213 sayılı Vergi Usul Kanunu'nun 3. maddesinin (B) işaretli bendi ile vergilendirmede vergiyi doğuran olayın ve bu olaya ilişkin muamelelerin gerçek mahiyetinin esas olacağı ve bu durumun yemin hariç her türlü delille ispatlanabileceği, iktisadi, ticari ve teknik icaplara uymayan veya olayın özelliğine göre olağan olmayan bir durumu iddia edenin bu iddiasını ispatlamakla yükümlü olacağı hüküm altına alınmıştır.
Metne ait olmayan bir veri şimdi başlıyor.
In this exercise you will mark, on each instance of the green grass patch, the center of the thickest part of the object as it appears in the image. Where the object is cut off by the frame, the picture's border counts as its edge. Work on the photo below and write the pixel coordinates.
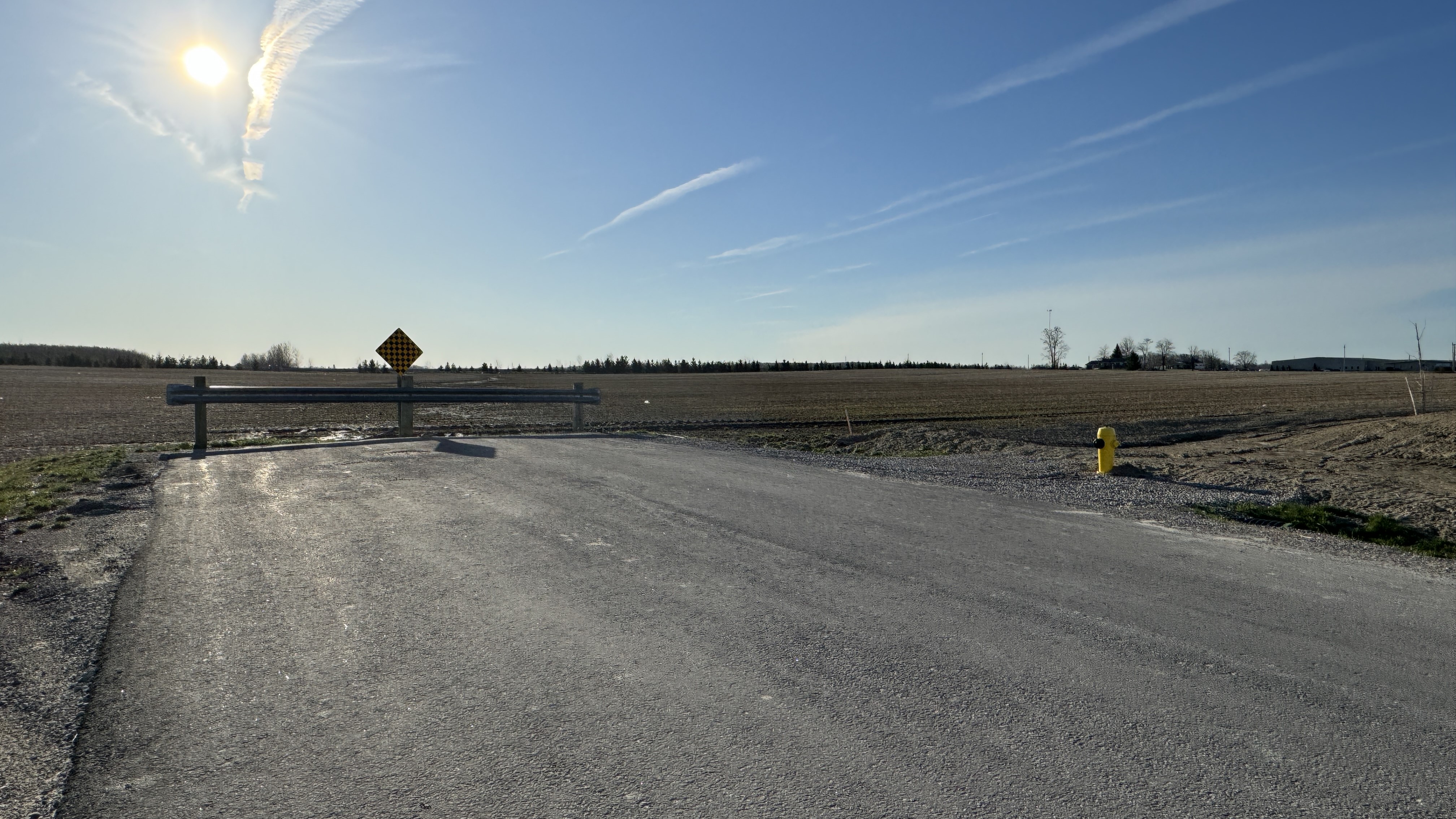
(1333, 521)
(37, 486)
Takdir komisyonunca; Vergi Dairesi Müdürlüğü tarafından yapılan araştırma üzerine, 11/09/2017 tarihli e-yoklamada ... Minibüsçüler Esnaf Odası'nın, günde en az iki tur en fazla üç tur yapılabildiği, tur başına ortalama hasılatın ne kadar olduğu belirtilen hususlar dikkate alınarak fark matrahın tespit edildiği dolayısıyla, söz konusu matrah farkı üzerinden yapılan dava konusu tarhiyatta hukuka aykırılık bulunmadığı sonucuna ulaşıldığından, temyiz isteminin kabulüyle Vergi Dava Dairesi kararının bozulması gerektiği oyuyla Daire kararına katılmıyoruz.